治焯没有回答他,而是接着道:“小窦粗通对弈,也懂‘六博’,可以伴你闲暇时消遣,宅中卫士也可陪你相较武技。今后无论需要什么,凡宅上有的东西,随你高兴取用;宅上没有的,只管差小窦去办。”
关靖盯着他道:“究竟什么意思?”
治焯摇了摇头:“你想为关将军报仇,也想弄明白那个人的性命是否值得一留,我会尽力创造机会。”
“你什么都不说……”关靖眼中是不解的愠怒,“也罢!我且答应你,我也想看看,一旬时日,你究竟能改变什么。”
治焯轻吐一口气,此时暮风渐起,天边阴云堆叠。他站起身道:“君多保重。”在关靖更深的疑惑中,他头也不回走出梨落。
一刻之后,纱灯映照的微光中,小窦双手奉上长鞭,脸色泛白。
中丞邸宅的南门外,治焯左手拽着一匹毛色水滑的骏马,看到小窦难过的样子,心里感激。这名默默无闻的侍僮自跟随他以来,已事无巨细为他解除过数不尽的麻烦。
“孺人处,就有劳你替我跟她说一声。”
原先打算亲自去辞别,但一想到对方会露出的强颜笑意和宽慰,治焯就无以面对。莫论理由,是自己负她在先。但有些事一旦勉强去做,给对方带来的伤害则更难修补。
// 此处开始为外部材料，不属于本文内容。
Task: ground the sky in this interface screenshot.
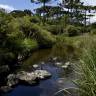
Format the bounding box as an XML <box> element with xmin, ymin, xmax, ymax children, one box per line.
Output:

秋兰是个十分聪慧的女子。小窦那时编的那个完全经不起推敲的谎言,也是把她的睿智算计了进去。
治焯叹了口气,抬头望了一眼黑尽的天空,翻身上马。
“回吧,你自己也多加小心。”
“唯……主人珍重!”
小窦疾走两步,手中纱灯的光照开夜中一团橘黄。治焯挥鞭的声音和马蹄声渐渐消失在望不到头的黑暗里。
忽然,一道泛蓝的闪电划破天际。
山顶滚下巨石般隆隆的闷雷声,有一刻,惊扰了整座长安城。
作者有话要说: 备注:
子都:美男子。
胥靡:刑罚的一种。一说用绳子系住被施刑的人,使之“衣褚衣”,干屈辱的体力活。另有名“城旦”。
☆、卷二十六 独行路
元光三年,五月廿一,长安出现了人们从未见过的悚怖天相。
铅黑的浓云如同砚中研磨开的墨汁,堵窒咽喉般向四处滚布扩散,严严实实覆盖了整座城池。
“世人不德,老天发怒了!”街头巷尾,百姓窃议纷纷。
阴沉沉的郁黑之中,一丝风也没有,热意潮闷得人们连呼吸都困难起来。
更让人不安的,是积云之中时常流窜而过的闪电,曲折或者泛青让人寒意顿生,或者泛红就像血光,不论何时看到,都让人揪起心。
“天要坏了。”
听着邸宅中的人们惶恐私语,关靖放下手中卷策,看看天色想到。
那个人已连接三日没来找他了。
小窦却几乎成了他的侍僮,成天随侍左右,就像忘了自己真正的主人。他偶尔轻声进来添灯油,撩灯炷,或者送来清甜的青莲馔,除此之外就是恪守在这座阁楼的平坐上,寸步不离。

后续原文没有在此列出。